Certain politicians can say whatever they want, but Joe Biden is going to be the next president of the United States because millions of voters came together to insist their government care for all its citizens, regardless of what they look like, where they live or how they pray.
I’m proud to say the work of thousands of Minnesota educators helped deliver our state’s 10 electoral votes for Biden and Vice President-elect Kamala Harris. That win wasn’t easy, and it didn’t happen by accident.
Only nine months ago, the pundits called Minnesota a battleground state. Too close to call, they said.
Of course, “they” didn’t know about the thousands of phone calls and texts educators would make. They didn’t predict the more than 110 GOTV events our educators would sponsor. You can bet no one expected the trifecta of farm animals at the “Get out the Goat” event in Dakota County right before Election Day.
Because he didn’t understand Minnesotans, the outgoing president believed he could turn our state red. He made four trips here and sent his family members and vice president for others. His campaign spent more than $6.5 million on advertising alone, according to published estimates. Most of it was intended to fuel divisions, based race and ZIP code.
But it didn’t work. More than 1.7 million Minnesotans across race and place turned out and elected Biden and Harris by 7 percentage points. As I write this in mid-November, the outgoing president continues to make claims without evidence and threatens the transition process. It’s a desperate and doomed attempt to hold onto power. Minnesota’s educators and our neighbors are ready to move forward to deliver a better future for our families and our students.

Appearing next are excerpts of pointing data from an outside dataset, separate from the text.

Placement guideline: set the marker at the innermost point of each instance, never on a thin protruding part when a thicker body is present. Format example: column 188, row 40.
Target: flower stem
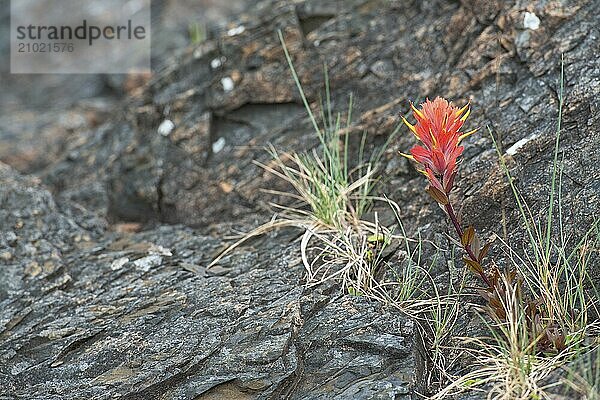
column 467, row 248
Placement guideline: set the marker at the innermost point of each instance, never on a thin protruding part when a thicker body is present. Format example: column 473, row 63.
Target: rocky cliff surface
column 103, row 251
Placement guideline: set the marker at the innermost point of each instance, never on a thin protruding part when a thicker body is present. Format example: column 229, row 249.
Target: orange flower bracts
column 438, row 129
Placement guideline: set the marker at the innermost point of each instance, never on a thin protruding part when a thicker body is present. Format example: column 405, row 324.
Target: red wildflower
column 438, row 129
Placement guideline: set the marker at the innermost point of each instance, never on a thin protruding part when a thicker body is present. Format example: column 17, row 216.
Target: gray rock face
column 88, row 310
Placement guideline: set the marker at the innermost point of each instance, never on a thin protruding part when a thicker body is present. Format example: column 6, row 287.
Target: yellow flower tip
column 464, row 117
column 465, row 135
column 410, row 157
column 417, row 112
column 410, row 126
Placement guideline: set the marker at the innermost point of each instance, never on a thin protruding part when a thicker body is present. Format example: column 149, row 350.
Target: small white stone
column 118, row 263
column 218, row 145
column 166, row 127
column 531, row 21
column 227, row 83
column 216, row 63
column 236, row 31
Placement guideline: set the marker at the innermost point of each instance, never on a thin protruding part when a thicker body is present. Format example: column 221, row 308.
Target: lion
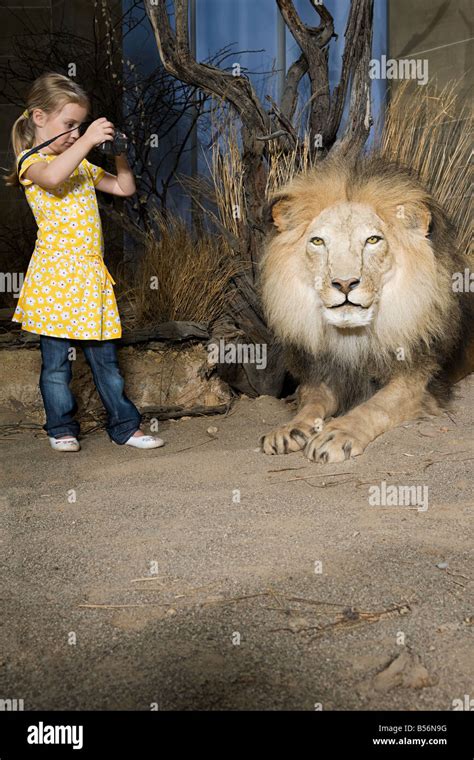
column 356, row 282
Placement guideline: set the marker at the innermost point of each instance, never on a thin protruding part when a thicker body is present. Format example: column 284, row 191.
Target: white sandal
column 143, row 442
column 65, row 444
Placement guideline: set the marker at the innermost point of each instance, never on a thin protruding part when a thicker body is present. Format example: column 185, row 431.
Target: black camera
column 117, row 145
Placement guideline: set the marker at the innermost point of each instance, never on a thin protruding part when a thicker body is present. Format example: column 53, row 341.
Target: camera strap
column 37, row 148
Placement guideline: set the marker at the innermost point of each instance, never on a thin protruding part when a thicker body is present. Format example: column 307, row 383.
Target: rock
column 404, row 671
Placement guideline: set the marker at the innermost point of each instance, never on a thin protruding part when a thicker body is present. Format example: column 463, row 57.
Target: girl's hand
column 99, row 131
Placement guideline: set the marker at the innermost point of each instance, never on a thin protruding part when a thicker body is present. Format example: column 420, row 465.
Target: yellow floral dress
column 67, row 291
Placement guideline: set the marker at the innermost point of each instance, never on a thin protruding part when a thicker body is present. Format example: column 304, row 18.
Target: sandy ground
column 207, row 576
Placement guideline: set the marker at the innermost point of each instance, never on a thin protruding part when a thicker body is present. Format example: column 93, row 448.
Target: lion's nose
column 345, row 285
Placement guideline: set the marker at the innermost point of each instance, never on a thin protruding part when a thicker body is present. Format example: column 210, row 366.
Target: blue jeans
column 123, row 418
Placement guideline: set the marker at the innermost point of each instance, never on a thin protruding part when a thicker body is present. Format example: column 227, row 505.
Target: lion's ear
column 419, row 218
column 278, row 212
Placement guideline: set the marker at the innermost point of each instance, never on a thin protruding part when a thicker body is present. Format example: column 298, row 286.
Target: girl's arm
column 50, row 175
column 123, row 183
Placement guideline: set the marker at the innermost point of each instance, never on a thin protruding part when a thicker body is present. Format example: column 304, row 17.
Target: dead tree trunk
column 244, row 321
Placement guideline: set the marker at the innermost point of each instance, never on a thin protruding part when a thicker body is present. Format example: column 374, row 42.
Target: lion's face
column 349, row 266
column 348, row 256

We’re ready for a new president committed to fighting the pandemic with all the resources of the federal government. We’re ready for Education Secretary Betsy DeVos to go home and for Biden to honor his promise to replace her with an educator with classroom experience. And we’re hoping the experts are right and a vaccine for the virus that causes COVID-19 will be widely available in the spring or summer.
We’re ready for the light at end of the long dark tunnel we’re in right now.
A wave of school districts are moving to distance learning during this fall surge of COVID-19. In many places, there are too many educators out sick or in quarantine to open the buildings safely.
Surveys tell us educators are exhausted by learning models that demand they do two jobs at once and demoralized by administrators who don’t support them.
The Legislature comes back in January to face a raging pandemic, a giant budget deficit and a long-overdue reckoning on race—but it’s a divided Legislature in which the party that received fewer votes still controls the Senate because of how the electoral maps were drawn.
These are difficult times, there’s no denying it, but there’s reason to hope. Our union and our allies beat the odds in the race for president because we believe in something better for our communities and we’re willing to make it happen.
That same spirit—and a lot of collaboration, deliberation and caution—will bring our schools through this fall surge stronger than they started. We can still insist the wealthiest 1 percent and the largest corporations finally pay their fair share for the things that benefit us all, including public education.
Impossible? No. We’re educators and Minnesotans and we can do hard things. Besides, as Nelson Mandela once said, “It always seems impossible until it’s done.”